Sekretaris DPRD Trenggalek, Mohtarom, menyebut usulan pemberhentian almarhum sudah diproses dan kini berada di tingkat Pemerintah Provinsi Jawa Timur.
“Untuk pengajuan pemberhentian antar waktu karena meninggal sudah. Sekarang posisinya sudah di gubernur,” ujarnya.
Di sisi lain, proses pengajuan pengganti belum bisa dilanjutkan meski nama calon sudah mengerucut. DPRD masih menunggu kelengkapan berkas dari partai pengusung.
“Kami sudah bersurat kepada partai agar melengkapi berkas. Jika sudah lengkap, akan kami ajukan ke gubernur melalui bupati,” jelasnya.
Berdasarkan hasil koordinasi dengan Komisi Pemilihan Umum (KPU), calon pengganti yang diajukan telah sesuai dengan aturan perolehan suara.
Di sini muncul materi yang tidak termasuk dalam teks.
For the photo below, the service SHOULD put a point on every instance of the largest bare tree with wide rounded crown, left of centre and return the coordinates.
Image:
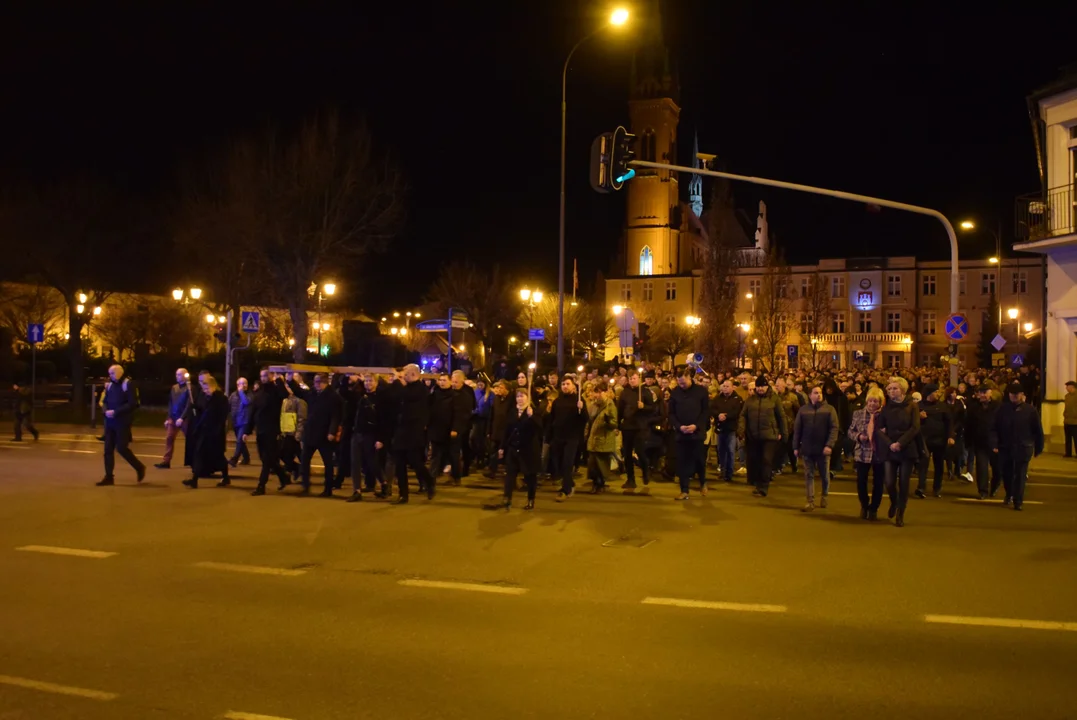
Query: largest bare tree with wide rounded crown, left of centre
(302, 209)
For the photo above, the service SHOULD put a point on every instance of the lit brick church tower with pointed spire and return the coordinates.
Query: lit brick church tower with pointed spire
(652, 242)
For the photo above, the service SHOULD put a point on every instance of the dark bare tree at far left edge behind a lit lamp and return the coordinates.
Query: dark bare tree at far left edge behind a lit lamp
(68, 237)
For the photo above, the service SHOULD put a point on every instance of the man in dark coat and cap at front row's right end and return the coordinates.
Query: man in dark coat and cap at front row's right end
(1017, 437)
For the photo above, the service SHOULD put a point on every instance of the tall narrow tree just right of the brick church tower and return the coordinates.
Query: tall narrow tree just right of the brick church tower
(718, 301)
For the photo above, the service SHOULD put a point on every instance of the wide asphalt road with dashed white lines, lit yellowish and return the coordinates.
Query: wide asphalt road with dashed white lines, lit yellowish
(211, 603)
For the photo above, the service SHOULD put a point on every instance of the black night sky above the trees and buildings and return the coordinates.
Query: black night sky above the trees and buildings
(921, 104)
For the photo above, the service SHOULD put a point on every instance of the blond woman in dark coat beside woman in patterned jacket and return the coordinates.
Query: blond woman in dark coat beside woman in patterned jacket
(897, 433)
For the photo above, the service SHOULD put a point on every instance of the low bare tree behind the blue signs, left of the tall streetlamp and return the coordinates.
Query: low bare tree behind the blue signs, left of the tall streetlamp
(485, 297)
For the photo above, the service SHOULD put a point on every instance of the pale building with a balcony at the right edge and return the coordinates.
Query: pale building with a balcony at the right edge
(1047, 225)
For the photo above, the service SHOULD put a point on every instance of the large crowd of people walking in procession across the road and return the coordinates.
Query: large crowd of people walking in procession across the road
(663, 425)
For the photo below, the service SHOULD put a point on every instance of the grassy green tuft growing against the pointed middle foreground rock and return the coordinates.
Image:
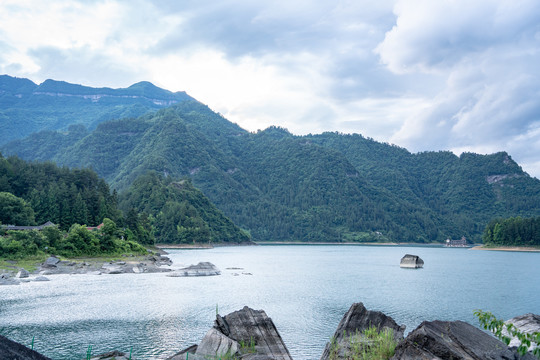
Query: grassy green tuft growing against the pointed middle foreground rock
(370, 344)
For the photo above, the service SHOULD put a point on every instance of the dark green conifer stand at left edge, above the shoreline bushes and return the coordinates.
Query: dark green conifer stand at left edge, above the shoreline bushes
(44, 192)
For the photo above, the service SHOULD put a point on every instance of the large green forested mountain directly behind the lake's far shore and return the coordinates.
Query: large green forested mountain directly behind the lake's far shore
(326, 187)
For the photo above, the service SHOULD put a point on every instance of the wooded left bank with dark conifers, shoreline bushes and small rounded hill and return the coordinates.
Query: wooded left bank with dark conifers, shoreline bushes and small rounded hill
(35, 193)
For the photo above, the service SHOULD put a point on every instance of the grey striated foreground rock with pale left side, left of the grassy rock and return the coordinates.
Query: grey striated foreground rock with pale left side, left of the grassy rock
(247, 334)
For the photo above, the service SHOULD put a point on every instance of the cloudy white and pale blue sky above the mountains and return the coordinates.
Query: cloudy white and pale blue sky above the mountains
(456, 75)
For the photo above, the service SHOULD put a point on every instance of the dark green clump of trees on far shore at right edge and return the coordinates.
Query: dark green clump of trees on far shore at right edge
(514, 231)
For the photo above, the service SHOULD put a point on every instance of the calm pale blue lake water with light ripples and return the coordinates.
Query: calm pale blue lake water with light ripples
(304, 289)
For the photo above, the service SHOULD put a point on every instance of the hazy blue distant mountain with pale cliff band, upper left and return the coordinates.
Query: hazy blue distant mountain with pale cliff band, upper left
(26, 107)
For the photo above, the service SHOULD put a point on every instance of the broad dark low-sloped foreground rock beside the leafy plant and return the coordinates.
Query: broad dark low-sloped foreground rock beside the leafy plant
(456, 340)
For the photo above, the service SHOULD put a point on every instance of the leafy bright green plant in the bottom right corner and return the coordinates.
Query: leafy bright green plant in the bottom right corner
(497, 326)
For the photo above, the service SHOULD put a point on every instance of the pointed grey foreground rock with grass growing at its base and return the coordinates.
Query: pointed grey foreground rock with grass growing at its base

Nama yang muncul sebagai pengganti adalah H. Komarudin, yang merupakan peraih suara terbanyak berikutnya di Dapil 1 pada Pemilu 2024.
“Dari KPU sudah ada balasan bahwa nama yang diajukan sesuai dengan ketentuan,” imbuhnya.
Meski begitu, proses PAW belum bisa dipercepat karena dokumen administrasi yang masuk belum lengkap. Saat ini, baru satu jenis dokumen yang diserahkan.
“Yang disampaikan baru model BB saja, sementara BB1 sampai BB11 belum. Itu yang masih kami tunggu,” katanya.
Mohtarom menjelaskan, kelengkapan berkas tersebut penting karena memuat sejumlah pernyataan krusial dari calon pengganti, seperti komitmen bekerja penuh waktu, tidak merangkap jabatan, hingga tidak terlibat kegiatan yang dibiayai APBN maupun APBD.
Diketahui, kursi DPRD dari Dapil 1 yang meliputi Kecamatan Bendungan, Trenggalek, dan Tugu saat ini berpotensi diisi oleh H. Komarudin yang pada Pemilu 2024 mengantongi 4.003 suara.
Dengan kondisi tersebut, proses PAW masih bergantung pada kelengkapan administrasi partai sebelum bisa dilanjutkan ke tahap berikutnya.